NOE橋本新社長、課題解決へ積極展開、社員巻き込み中計策定へ

60周年に向け体制強化、業務改革でプロジェクトチームも
付加価値追求、クロスセル強化も

貴社の強みと課題をお聞かせください

橋本 まず社員が優秀であること。そして、先輩方が長年築き上げてきた「ビジネストラベル」の土台のうえに、現在も法人取引先との関係を構築し続けられていること。これは強みであり会社の財産だ。今後は、これまで構築してきたこれらの財産をどのように活用するのかが重要な課題になると感じている。

 また、60年の歴史があるからこそ実績を主張でき、信頼を得られる。さらに株主の説明をした時、銀行系を筆頭に大手企業との取引があると伝えられることも信用に繋がる。

 加えて、旅行基幹システム「TRAVO」も当社の強みだ。「TRAVO」は予約から出発までの進捗や売上を一括管理できる基幹システムで、「人間の業務を機械に任せる」という発想を持って自分たちで基幹システムを開発、管理してこられたことは大きな財産だといえるだろう。

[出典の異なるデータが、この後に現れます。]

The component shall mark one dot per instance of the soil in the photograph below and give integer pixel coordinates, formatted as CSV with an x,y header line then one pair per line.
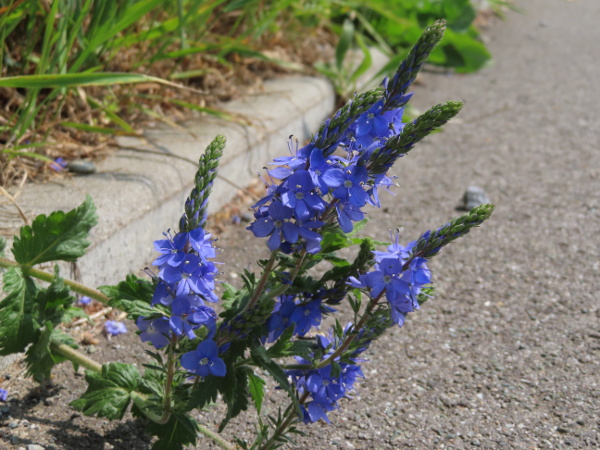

経営理念に掲げられている「質の高い旅」、「社員ひとり一人が働きがいと充実感を得られるような企業風土」について、具体的にどのような姿を目標とされているでしょうか

橋本 今の経営理念を掲げたのは2000年頃で、その間に旅行業界も随分変わった。中期経営計画を策定するのに合わせて見直す話も出ている。

 そのうえで「質の高い旅」については、もともとNOEはビジネストラベルを含めてサービス重視の考え方をしてきたわけだが、スカイツアーの一部では価格を求められることもあった。しかし、価格面でオンライントラベルエージェント(OTA)と競う考えはなく、質の高い内容、サービスで勝負したい思いは強い。実際に、値段で戦う廉価商品をメタサーチに掲載するようなビジネスからはほぼ撤退した。

 また、「社員一人ひとりが働きがいと充実感を得られるような企業風土」も大変重要であり常に心にある。これからの時代に適応した働き方への改革は特に力を入れて推進したい。会社の収益が上がれば社員にボーナスなどの形で還元することを重要視しており、その姿勢は今後も変わらない。業績もこの3年間は悪くないため、ベースも全体的には上がっている。

 ただし、各々の社員に見合った内容の業務やポジションを十分に与えられているかと問われたら、課題はある。率直に言って永遠の課題だろう。それ故に、会社のビジョンを明確にし、全社員で共有することが大事だと思っている。